Um, this is kind of awkward to ask. To all the women who usually read this blog, I’d kind of like to talk to the guys today. I mean, I guess you can read this if you like, but maybe you could show it to your husbands when you’re finished … especially if they’re dads.
I don’t know if there are many things more crushing to the male ego than realizing you are just not equipped to handle the task at hand. I remember back in high school a friend of mine once got he and I jobs picking tomatoes for a day. Well, it probably wasn’t supposed to be for just one day, but we somehow managed to turn our time on the job into that. That’s right: We somehow got fired from picking tomatoes. My friend would tell the story many times after that with a laugh, but I have to admit I was more than a little embarrassed to have to tell people I wasn’t even adequately suited to pick vegetables.

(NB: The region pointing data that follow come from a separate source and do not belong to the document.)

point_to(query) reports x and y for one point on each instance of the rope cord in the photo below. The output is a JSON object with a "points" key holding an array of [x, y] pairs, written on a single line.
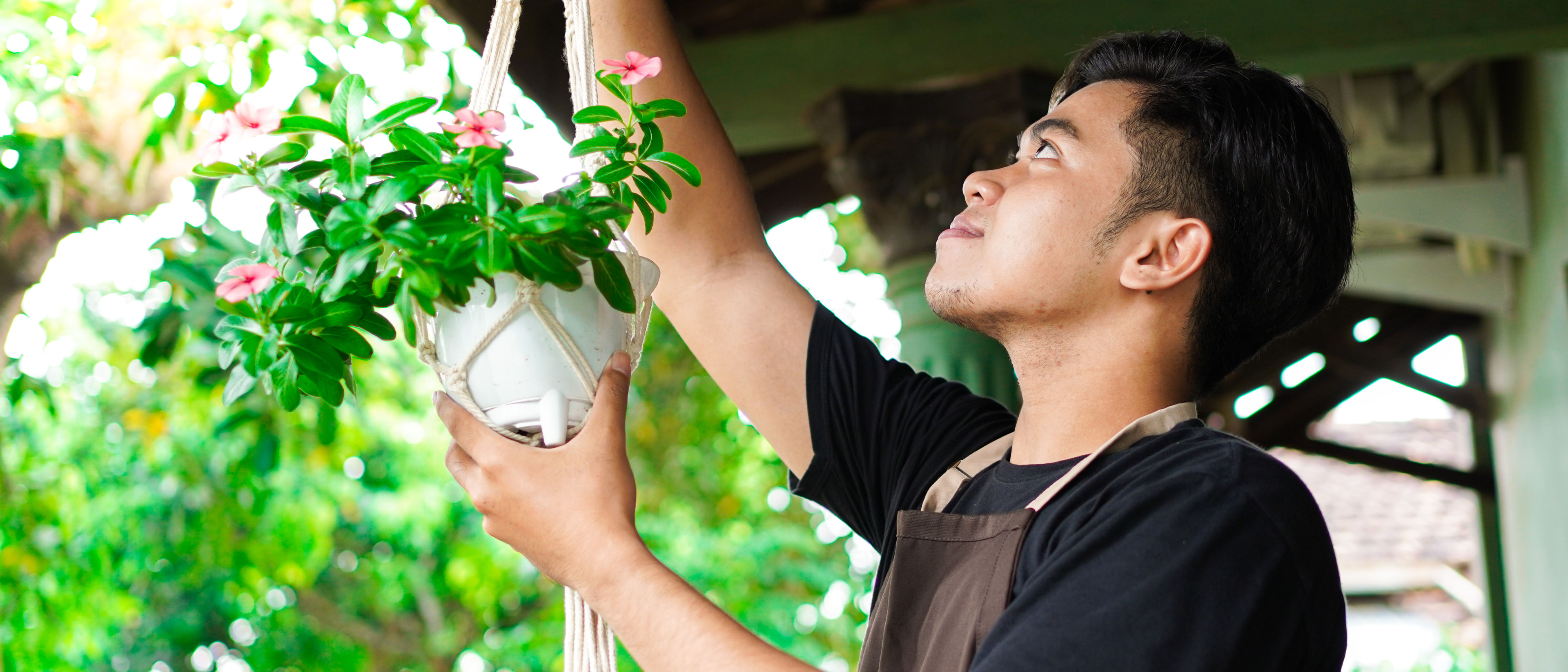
{"points": [[588, 641]]}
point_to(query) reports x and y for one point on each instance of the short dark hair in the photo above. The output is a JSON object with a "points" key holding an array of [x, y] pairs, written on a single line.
{"points": [[1258, 159]]}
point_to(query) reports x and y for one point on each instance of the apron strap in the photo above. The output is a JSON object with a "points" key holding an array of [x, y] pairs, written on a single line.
{"points": [[1155, 423], [948, 486]]}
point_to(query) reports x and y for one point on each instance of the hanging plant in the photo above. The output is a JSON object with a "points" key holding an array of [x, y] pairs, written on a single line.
{"points": [[418, 228]]}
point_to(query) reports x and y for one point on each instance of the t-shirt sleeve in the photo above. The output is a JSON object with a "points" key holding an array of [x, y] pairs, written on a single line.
{"points": [[880, 432], [1186, 574]]}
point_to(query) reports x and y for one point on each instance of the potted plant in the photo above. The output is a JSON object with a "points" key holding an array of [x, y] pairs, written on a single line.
{"points": [[435, 229]]}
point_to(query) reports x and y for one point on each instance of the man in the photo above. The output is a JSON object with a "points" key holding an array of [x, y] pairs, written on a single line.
{"points": [[1170, 215]]}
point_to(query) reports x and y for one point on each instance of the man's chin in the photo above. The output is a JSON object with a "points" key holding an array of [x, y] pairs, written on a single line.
{"points": [[959, 305]]}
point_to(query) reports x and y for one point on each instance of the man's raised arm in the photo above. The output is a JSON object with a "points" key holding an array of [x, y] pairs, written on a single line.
{"points": [[744, 317]]}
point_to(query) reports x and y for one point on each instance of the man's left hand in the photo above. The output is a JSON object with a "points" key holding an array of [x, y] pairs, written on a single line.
{"points": [[568, 510]]}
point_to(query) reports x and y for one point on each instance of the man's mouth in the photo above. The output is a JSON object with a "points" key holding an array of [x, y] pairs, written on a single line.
{"points": [[960, 229]]}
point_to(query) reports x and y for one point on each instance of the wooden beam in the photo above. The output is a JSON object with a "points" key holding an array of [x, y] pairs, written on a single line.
{"points": [[1489, 207], [1479, 481], [763, 82]]}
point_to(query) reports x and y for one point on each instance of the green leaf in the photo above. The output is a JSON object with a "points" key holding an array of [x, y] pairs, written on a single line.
{"points": [[242, 309], [334, 314], [517, 176], [291, 314], [394, 115], [599, 143], [494, 254], [310, 125], [350, 173], [283, 228], [487, 190], [657, 179], [405, 312], [289, 395], [349, 225], [617, 88], [651, 192], [661, 109], [283, 154], [239, 384], [310, 170], [394, 163], [541, 218], [347, 340], [379, 326], [412, 140], [678, 163], [488, 157], [349, 107], [349, 267], [394, 192], [597, 115], [216, 170], [614, 171], [226, 353], [549, 264], [609, 276], [647, 211], [314, 355]]}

That’s usually the situation with any job you wind up not being able to perform, though; you always go in believing you’re fully up to the task. Law students who fail the bar exam come into law school thinking they’re going to be good lawyers. Basketball players who leave college early for the NBA believe they’re going to be great professional athletes. And men who find out they’re going to become fathers are confident they’ll eventually figure everything out and be good dads.
Of course, that last statement can’t be applied to all men. Some guys are just selfish, ignorant, immature idiots who believe the world revolves around them and their desires and could care less that they’ve just had a hand in bringing a new life into the world. Even so, many of the children of these lunkheads often wind up with some type of father figure in their lives, be it a stepfather or an adopted parent or maybe even a male mentor of some kind. These men may start out on shaky footing, but I would guess that many of them at some point probably wake up in the morning and think to themselves, “Yeah, I got a handle on this dad thing.”
As any man who has ever attempted to fill the role of father will attest, though, there is nothing like a child to utterly shatter your confidence. Your patience – which you thought was inexhaustible – suddenly becomes paper-thin. Your temper – which you thought was only a bubbling tea kettle – becomes a mountain of volcanic rage. Your knowledge – which you thought to be vast and refined – seems inadequate and outdated. Your hopes – which once appeared destined to become reality – begin to fade like distant dreams.
In other words, you might start to think you’re the wrong man for the job.
I have this thought a lot not only as a parent, but in my line of work as well. It feels sometimes as if a certain level of (insert whatever word fits you) is required, and that what I possess falls well below that level. There was another man a long time ago, though, that felt exactly the same way – Moses.
After 40 years or so of shepherding, God spoke to Moses and told him to lead the Israelites out of Egypt. Instead of packing his bags and heading straight for Egypt, though, Moses proceeds to go through just about every excuse he can think of to convince God he’s not the right man for the job. “Oh, my Lord, please send someone else,” Moses pleads in Exodus 4:13. God agrees to let Moses use his brother, Aaron, as a sort of mouthpiece, but is still very clear in His message to the shepherd – You are the man I want for this job.
It only recently dawned on me that not only is God telling Moses He believes he is the right man for the job, He is also stressing that he is the only man for the job. If this were some type of divine job interview, God would have moved on to the next candidate after about 30 seconds of listening to Moses’ excuses. He didn’t pass him over, though. For that moment and that purpose, God would not accept any other option. I suppose Moses could have run off into the wilderness somewhere, but, as people like Jonah found out, it’s pretty tough to outrun God.
Here’s my theory on this Father’s Day weekend, dads: You’re not only the right man for the job, you’re the only man for the job. For whatever reason, you are now responsible for a human life (or lives, in my case). I can’t believe, no matter what the circumstances, that occurred by accident. You’re the one and only dad, dropped into that position by Someone who wouldn’t take no for an answer. The Bible says those who love God are “equipped for every good work.” Could there be any greater work than being a parent? You may not feel equipped for the journey, but you are prepared to be the only thing that can be expected of you – a dad who’s going to get it wrong a lot, but is going to try and try and try his best to get it right.
So if you’re like me and a huge wave of guilt comes over you every time you hear your children lovingly tell you “Happy Father’s Day!”, let’s all take a step back this year and look at where we are – right where we’re supposed to be. Happy Father’s Day, dads. You’re the right men for the job.